La Cour était composée de :
Mme Catherine COLENO, Présidente de Chambre
Mme Anne CAMUGLI, Conseiller
M. Jean-Jacques BAUDINO, Conseiller
qui en ont délibéré.
Greffier lors des débats : Mme G H.
Les parties ont été avisées que le prononcé public de la décision aurait lieu par mise à disposition au greffe le 20 Novembre 2014
ARRÊT
Contradictoire,
Prononcé par mise à disposition au greffe le 20 Novembre 2014,
Signé par Mme Catherine COLENO, Présidente de Chambre et Mme G H, greffier auquel la minute de la décision a été remise par le magistrat signataire.
***
Mme C Z bailleur et M. E X preneur ont conclu un bail commercial portant sur des locaux situés rez de chaussé XXX à la Seyne sur mer, à destination de plats et pizza à emporter, et dans le même immeuble dont Mme C Z est usufruitière M. X loue des locaux à usage d’habitation.

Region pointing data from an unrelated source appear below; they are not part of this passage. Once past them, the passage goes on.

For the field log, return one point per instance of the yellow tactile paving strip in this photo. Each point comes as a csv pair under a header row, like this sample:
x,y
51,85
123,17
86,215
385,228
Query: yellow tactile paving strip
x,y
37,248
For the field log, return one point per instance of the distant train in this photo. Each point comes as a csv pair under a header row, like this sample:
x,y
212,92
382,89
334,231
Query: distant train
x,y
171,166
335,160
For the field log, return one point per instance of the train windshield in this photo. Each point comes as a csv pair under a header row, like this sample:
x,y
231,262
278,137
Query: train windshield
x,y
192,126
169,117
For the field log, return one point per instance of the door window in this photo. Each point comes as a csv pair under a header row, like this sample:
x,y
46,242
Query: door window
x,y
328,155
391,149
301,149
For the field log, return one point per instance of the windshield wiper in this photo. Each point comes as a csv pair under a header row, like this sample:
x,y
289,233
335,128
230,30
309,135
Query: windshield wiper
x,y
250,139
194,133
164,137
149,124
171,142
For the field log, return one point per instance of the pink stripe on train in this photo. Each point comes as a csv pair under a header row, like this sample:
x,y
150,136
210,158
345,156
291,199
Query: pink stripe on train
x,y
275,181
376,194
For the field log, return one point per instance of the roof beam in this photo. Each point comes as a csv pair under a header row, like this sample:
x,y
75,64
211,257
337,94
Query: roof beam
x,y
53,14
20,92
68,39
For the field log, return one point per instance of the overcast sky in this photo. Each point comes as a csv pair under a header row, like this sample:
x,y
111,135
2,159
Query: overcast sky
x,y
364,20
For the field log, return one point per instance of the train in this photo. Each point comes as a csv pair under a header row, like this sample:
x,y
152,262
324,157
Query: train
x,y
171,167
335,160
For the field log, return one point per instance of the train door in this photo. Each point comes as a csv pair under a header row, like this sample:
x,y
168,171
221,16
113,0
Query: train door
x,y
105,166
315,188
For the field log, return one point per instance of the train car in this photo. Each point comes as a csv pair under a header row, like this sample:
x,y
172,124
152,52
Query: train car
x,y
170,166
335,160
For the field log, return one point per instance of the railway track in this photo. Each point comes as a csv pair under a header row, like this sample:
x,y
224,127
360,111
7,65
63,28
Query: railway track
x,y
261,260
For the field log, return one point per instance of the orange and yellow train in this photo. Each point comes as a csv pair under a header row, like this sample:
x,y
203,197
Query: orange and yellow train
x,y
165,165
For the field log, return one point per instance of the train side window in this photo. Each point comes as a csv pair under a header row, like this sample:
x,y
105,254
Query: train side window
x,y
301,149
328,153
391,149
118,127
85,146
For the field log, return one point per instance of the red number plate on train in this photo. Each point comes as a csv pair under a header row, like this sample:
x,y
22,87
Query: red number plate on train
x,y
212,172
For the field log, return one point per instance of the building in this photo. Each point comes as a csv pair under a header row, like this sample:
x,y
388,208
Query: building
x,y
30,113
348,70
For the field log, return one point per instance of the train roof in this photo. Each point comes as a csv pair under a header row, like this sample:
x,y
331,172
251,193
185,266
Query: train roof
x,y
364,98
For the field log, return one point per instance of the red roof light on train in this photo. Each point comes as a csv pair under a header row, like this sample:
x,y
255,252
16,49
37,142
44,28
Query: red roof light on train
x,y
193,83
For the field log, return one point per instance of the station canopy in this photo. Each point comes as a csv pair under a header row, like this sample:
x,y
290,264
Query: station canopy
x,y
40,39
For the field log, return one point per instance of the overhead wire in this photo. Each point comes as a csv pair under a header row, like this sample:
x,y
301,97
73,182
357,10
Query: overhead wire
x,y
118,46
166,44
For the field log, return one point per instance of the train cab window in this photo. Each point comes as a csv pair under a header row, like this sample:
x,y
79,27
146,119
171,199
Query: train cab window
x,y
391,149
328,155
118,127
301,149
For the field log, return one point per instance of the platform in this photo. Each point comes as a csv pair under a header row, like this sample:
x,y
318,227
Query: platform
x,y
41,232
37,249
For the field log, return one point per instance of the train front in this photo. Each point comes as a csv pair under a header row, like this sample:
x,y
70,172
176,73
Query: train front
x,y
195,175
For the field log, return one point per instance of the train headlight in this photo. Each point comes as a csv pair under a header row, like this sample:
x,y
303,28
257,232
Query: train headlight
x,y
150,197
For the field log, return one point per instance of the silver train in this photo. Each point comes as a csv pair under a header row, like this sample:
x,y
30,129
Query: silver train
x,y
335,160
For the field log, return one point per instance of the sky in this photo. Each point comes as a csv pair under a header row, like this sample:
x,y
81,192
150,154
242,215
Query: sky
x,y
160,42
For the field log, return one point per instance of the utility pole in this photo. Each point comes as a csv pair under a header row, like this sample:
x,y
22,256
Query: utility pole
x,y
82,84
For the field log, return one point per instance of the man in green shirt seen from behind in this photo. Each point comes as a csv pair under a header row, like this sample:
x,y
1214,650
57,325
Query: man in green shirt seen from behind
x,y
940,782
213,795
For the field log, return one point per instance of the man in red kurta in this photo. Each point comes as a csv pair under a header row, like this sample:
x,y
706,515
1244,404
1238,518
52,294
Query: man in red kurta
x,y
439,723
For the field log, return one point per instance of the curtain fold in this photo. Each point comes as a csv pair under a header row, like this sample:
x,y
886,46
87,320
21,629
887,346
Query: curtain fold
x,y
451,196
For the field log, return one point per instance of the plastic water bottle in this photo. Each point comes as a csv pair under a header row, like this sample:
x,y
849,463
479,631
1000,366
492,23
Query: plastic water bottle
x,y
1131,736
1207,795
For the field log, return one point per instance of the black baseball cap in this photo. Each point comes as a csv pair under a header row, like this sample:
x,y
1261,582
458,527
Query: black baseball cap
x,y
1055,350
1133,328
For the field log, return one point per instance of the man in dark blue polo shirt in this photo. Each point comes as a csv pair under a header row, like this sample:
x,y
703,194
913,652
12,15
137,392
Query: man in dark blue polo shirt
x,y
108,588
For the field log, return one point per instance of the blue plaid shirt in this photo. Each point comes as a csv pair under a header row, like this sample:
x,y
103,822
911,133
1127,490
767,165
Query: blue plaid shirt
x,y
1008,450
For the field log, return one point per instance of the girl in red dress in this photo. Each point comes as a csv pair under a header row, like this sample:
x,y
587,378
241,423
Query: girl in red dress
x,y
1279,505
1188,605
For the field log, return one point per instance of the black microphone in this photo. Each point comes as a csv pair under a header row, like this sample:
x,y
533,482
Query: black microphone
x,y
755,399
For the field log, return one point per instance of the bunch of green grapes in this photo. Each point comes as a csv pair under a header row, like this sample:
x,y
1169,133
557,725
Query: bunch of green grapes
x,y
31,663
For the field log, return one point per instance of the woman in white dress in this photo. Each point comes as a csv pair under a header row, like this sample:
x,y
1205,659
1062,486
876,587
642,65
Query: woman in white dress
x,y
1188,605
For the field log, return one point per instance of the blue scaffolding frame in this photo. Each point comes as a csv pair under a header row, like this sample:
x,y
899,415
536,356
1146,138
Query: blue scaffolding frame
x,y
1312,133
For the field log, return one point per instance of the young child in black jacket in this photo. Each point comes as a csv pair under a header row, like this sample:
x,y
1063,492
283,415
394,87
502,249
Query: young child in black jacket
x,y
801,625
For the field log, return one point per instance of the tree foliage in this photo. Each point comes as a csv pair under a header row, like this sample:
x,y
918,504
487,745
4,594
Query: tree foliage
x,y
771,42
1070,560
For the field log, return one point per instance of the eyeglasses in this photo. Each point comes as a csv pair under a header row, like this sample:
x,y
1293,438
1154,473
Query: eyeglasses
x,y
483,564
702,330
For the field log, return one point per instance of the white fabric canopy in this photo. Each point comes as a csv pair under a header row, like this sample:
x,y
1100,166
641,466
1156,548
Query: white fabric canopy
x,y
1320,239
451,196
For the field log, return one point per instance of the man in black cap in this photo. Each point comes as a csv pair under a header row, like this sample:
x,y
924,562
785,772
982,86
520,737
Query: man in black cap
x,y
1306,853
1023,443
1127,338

Se plaignant de troubles causés par M. A, autre locataire de Mme C Z, et qui l’ont conduit à cesser son activité M. E X a assigné la société I J, mandataire de Mme Z devant le Tribunal de Grande Instance de Toulon afin d’obtenir diverses indemnisations et le prononcé de la résiliation du bail aux torts de la bailleresse.
Par jugement du 26 octobre 2009 le Tribunal de Grande Instance a
— mis hors de cause la société I J et donné acte à Mme C Z de son intervention volontaire
— prononcé avec exécution provisoire la résiliation du bail commercial aux torts de Mme C Z, l’a condamnée à verser à M. E X la somme de 20.000 euros à titre de dommages et intérêts avec exécution provisoire à concurrence de 10.000 euros
— accordé à M. E X la remise totale de loyers à compter du 1° octobre 2007 jusqu’à ce jour
— dit que la libération des lieux ne pourra intervenir que contre paiement de la somme de 10.000 euros r
— rejeté toute autre demande y compris d’ indemnité d’occupation et condamné Mme C Z à payer à M. E X la somme de 500 euros en application de l’article 700 du code de procédure civile
Sur appel de Mme C Z la cour par arrêt du 6 mai 2010 a infirmé la décision dans toutes ses dispositions, dit que Mme C Z n’a pas manqué à son obligation de délivrance, ,débouté M. E X de toutes ses demandes, constaté la résiliation du bail au 21 décembre 2008 par le jeu de la clause résolutoire, ordonné l’expulsion de M. E X et condamné celui-ci au paiement de la somme de 3.744,94 euros au titre des loyers dus au 20 novembre 2008 et a fixé l’ indemnité d’occupation mensuelle de 100 euros par mois.
La cour a estimé que Mme C Z avait été suffisamment diligente en délivrant congé à M. A le 28 mars 2007 et en saisissant. le juge des référés à fin d’expulsion.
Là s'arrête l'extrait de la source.